Agosto, mês de Obaluaê. Atotô, meu velho!, por Mariana Nassif

Agosto, mês de Obaluaê. Atotô, meu velho!, por Mariana Nassif

“Às vezes velhas feridas coçam. Sentimos o comichão e, quando percebemos, estamos olhando para as cicatrizes. Começa com um pequeno incômodo e vai expandindo, crescendo, se enraizando nas lembranças de como foram feitas, impressas em nossa história, pele, carne e alma. Deslizamos a ponta dos dedos sobre as marcas sentindo, milímetro a milímetro, camadas diferentes de memórias veladas e sepultadas querendo voltar à vida. Vamos descobrindo que as partes que gostamos de pensar que se tornaram uma “casca grossa” ainda têm alguma sensibilidade. Talvez tenham para sempre. E somos tomados por uma dor que nem deveria mais existir, pertencente a uma parte de nossa vida que já foi amputada. Uma “dor fantasma” nos convidando a passear por lugares sombrios. Sorte que não acredito em fantasmas e prefiro lugares ensolarados.” O prefácio deste post, escrito pelo Felipe Agne, um comunicólogo com quem encontrei apenas uma vez presencialmente mas que é alguém que inexplicavelmente quero bem, narra detalhadamente certa fase de um processo conhecido por aqui, e é disso que eu quero falar hoje.

Falar de feridas sem falar de Obaluaê é impossível. Orixá das palhas, da terra, da cura – e também das chagas, da morte. Agosto é seu mês e, pelo que tem se apresentado até o momento, vem sendo implacável a sintonia entre a energia do orixá e os eventos nos arredores. No seu não? Nada de transformação, sério mesmo?

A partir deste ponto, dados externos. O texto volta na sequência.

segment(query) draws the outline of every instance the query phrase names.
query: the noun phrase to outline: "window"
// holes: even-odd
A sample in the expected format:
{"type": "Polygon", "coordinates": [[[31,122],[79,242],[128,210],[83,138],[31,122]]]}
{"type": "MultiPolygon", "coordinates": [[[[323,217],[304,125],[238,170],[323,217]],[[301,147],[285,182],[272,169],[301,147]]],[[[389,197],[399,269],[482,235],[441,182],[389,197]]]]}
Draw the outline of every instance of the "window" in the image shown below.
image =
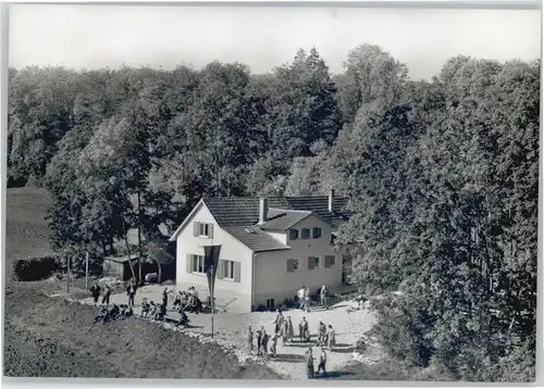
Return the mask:
{"type": "Polygon", "coordinates": [[[239,283],[242,273],[242,263],[236,261],[219,260],[219,279],[239,283]]]}
{"type": "Polygon", "coordinates": [[[298,260],[288,259],[287,260],[287,273],[294,273],[300,268],[298,260]]]}
{"type": "Polygon", "coordinates": [[[213,238],[213,224],[195,222],[194,233],[195,237],[213,238]]]}
{"type": "Polygon", "coordinates": [[[298,229],[289,229],[289,239],[297,240],[298,239],[298,229]]]}
{"type": "Polygon", "coordinates": [[[189,273],[203,273],[203,255],[189,255],[189,273]]]}
{"type": "Polygon", "coordinates": [[[319,260],[319,256],[308,256],[308,269],[314,269],[320,267],[321,261],[319,260]]]}
{"type": "Polygon", "coordinates": [[[233,261],[223,261],[223,278],[234,279],[233,261]]]}
{"type": "Polygon", "coordinates": [[[332,267],[336,264],[336,258],[334,255],[325,256],[325,267],[332,267]]]}

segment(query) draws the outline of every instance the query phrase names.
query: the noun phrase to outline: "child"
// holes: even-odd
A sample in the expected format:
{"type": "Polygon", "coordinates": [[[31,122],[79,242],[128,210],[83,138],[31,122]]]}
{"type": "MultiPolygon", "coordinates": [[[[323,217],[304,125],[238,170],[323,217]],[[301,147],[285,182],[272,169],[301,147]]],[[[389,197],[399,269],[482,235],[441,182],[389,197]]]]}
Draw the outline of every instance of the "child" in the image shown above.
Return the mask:
{"type": "Polygon", "coordinates": [[[149,303],[147,302],[147,299],[144,299],[141,301],[141,317],[147,317],[147,315],[149,314],[149,303]]]}
{"type": "Polygon", "coordinates": [[[277,346],[277,334],[272,335],[270,339],[270,355],[275,356],[276,346],[277,346]]]}
{"type": "Polygon", "coordinates": [[[249,353],[254,353],[254,330],[251,329],[251,326],[248,328],[247,332],[247,347],[249,349],[249,353]]]}

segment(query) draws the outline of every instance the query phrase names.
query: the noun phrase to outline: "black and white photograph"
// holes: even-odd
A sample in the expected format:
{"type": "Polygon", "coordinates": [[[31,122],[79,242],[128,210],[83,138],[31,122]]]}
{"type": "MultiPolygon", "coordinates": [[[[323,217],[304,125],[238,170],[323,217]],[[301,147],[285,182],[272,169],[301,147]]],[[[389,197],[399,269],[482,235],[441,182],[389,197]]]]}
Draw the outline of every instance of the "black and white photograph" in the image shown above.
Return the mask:
{"type": "Polygon", "coordinates": [[[4,11],[4,377],[535,381],[539,5],[4,11]]]}

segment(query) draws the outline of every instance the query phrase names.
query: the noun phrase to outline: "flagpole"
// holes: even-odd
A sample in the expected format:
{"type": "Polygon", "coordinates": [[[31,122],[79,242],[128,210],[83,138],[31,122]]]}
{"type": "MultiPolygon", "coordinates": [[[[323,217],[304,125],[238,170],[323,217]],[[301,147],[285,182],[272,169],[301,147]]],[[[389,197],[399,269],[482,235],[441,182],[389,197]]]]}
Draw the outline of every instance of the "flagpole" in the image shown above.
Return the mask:
{"type": "Polygon", "coordinates": [[[85,253],[85,290],[89,289],[89,252],[85,253]]]}
{"type": "MultiPolygon", "coordinates": [[[[213,266],[211,266],[211,274],[213,274],[213,266]]],[[[213,311],[214,311],[214,304],[213,304],[213,287],[210,288],[210,303],[211,303],[211,337],[213,338],[213,311]]]]}

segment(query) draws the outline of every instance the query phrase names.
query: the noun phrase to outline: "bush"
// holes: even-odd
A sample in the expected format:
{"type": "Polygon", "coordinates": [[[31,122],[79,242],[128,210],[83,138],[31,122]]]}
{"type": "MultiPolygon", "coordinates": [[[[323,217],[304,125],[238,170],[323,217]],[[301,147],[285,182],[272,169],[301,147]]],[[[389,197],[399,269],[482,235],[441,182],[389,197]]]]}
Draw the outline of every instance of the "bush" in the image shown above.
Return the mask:
{"type": "Polygon", "coordinates": [[[434,351],[432,340],[428,337],[432,328],[429,325],[428,304],[429,301],[416,297],[386,297],[374,301],[378,323],[371,335],[390,355],[405,360],[410,365],[426,366],[434,351]]]}
{"type": "Polygon", "coordinates": [[[51,277],[58,269],[55,256],[18,260],[13,266],[14,277],[18,281],[39,281],[51,277]]]}

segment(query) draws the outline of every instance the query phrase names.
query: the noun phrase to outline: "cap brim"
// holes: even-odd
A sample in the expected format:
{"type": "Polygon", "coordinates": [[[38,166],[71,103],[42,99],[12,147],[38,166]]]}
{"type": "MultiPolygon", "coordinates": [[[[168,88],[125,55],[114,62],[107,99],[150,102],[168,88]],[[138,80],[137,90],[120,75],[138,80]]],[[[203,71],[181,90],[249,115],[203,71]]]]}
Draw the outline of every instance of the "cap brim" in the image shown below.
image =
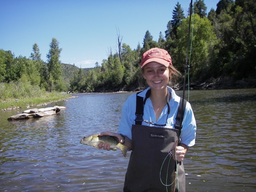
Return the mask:
{"type": "Polygon", "coordinates": [[[162,59],[156,58],[151,58],[150,59],[148,59],[146,61],[144,62],[143,64],[141,65],[141,68],[143,68],[146,65],[148,64],[148,63],[152,62],[154,62],[156,63],[160,63],[160,64],[161,64],[162,65],[164,65],[166,67],[169,67],[169,65],[170,64],[170,63],[169,62],[162,59]]]}

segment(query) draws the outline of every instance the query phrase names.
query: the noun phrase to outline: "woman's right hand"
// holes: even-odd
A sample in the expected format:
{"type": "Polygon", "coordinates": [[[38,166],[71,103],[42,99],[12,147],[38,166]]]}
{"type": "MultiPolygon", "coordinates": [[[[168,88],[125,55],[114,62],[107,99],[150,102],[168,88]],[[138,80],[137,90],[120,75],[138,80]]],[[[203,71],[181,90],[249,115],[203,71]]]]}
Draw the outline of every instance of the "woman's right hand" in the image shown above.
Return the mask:
{"type": "MultiPolygon", "coordinates": [[[[113,132],[111,132],[110,131],[105,131],[99,134],[99,136],[101,137],[103,136],[104,135],[108,135],[108,136],[111,136],[117,138],[117,140],[119,141],[119,142],[122,142],[123,138],[120,135],[120,134],[117,133],[114,133],[113,132]]],[[[101,142],[99,143],[98,145],[98,146],[99,147],[99,149],[101,149],[103,147],[103,149],[105,150],[107,150],[108,151],[110,151],[110,145],[107,142],[105,142],[105,143],[104,143],[102,142],[101,142]]]]}

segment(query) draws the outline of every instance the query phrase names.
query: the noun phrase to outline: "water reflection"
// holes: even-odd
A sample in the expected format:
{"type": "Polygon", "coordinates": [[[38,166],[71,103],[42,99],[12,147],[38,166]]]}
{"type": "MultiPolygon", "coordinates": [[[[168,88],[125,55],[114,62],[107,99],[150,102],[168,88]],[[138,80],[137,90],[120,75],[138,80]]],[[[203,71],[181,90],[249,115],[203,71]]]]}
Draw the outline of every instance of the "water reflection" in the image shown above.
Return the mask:
{"type": "MultiPolygon", "coordinates": [[[[0,190],[122,191],[130,153],[79,142],[116,131],[132,94],[78,94],[59,103],[65,110],[40,119],[9,122],[17,110],[0,113],[0,190]]],[[[193,91],[189,99],[198,131],[184,162],[187,191],[254,191],[256,89],[193,91]]]]}

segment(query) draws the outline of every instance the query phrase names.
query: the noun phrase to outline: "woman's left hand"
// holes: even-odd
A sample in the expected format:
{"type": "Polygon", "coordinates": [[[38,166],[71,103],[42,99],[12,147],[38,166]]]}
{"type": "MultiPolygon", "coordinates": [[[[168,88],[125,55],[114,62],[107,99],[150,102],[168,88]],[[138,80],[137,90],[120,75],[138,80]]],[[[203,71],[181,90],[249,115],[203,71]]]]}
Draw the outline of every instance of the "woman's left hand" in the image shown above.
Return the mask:
{"type": "Polygon", "coordinates": [[[179,162],[184,160],[185,154],[187,153],[188,147],[183,143],[180,143],[179,146],[177,146],[177,144],[178,140],[176,141],[174,145],[175,147],[173,150],[173,151],[174,152],[173,153],[173,159],[174,160],[177,160],[177,161],[179,162]]]}

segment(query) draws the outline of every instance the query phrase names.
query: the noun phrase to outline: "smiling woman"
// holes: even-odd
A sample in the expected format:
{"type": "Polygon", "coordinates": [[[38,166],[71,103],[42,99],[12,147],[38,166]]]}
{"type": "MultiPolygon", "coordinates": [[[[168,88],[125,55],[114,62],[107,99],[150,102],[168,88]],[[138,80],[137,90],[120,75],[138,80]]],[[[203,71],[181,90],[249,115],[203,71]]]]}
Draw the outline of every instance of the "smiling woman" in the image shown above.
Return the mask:
{"type": "MultiPolygon", "coordinates": [[[[115,137],[132,150],[124,191],[174,191],[175,188],[185,191],[183,162],[189,147],[194,144],[196,125],[187,102],[182,129],[176,126],[181,99],[167,85],[173,76],[180,73],[172,66],[168,52],[157,47],[143,54],[141,68],[149,87],[125,102],[117,133],[106,131],[99,136],[115,137]]],[[[98,146],[110,149],[107,142],[98,146]]]]}

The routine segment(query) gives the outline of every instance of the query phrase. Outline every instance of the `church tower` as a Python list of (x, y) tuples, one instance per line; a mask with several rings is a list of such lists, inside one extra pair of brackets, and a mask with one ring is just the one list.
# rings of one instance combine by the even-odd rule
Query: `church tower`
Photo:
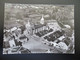
[(41, 18), (41, 20), (40, 20), (40, 23), (41, 23), (41, 24), (44, 24), (44, 17), (43, 17), (43, 15), (42, 15), (42, 18)]

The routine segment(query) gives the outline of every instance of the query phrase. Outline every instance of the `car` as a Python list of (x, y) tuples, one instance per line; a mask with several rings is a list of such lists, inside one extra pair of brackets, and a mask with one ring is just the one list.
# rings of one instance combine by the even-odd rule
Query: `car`
[(13, 47), (11, 49), (11, 54), (27, 54), (27, 53), (31, 53), (31, 51), (27, 48), (22, 47), (22, 46)]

O texto do Agne me tocou por alguns motivos. O principal deles, pelo retrato sensorial de que o passado, mesmo o que passou, faz parte de nós.

Cabe a cada um escolher se aquilo será assustador ou libertador. Este é um exercício que venho me propondo a realizar e, confesso, tem sido bastante difícil – olhar pra dentro geralmente o é.

O isolamento promoveu reflexões profundas, despedidas nem tão doloridas quando eu esperava que fossem, lágrimas e algum medo, além de outros desenrolares íntimos e privados demais para expor, pelo menos enquanto ainda estão maturando em mim. Pactuei importâncias comigo mesma sob a energia do orixá, que é potente que só, e que, aqui fora, já em contato com a vida real, mesmo que em doses homeopáticas, se eu não prestar atenção, caem em desuso. Mas mesmo eu, que acredito em fantasmas, escolhi os lugares ensolarados e, de preferência, bem arejados com os ventos de minha mãe Oyá para viver.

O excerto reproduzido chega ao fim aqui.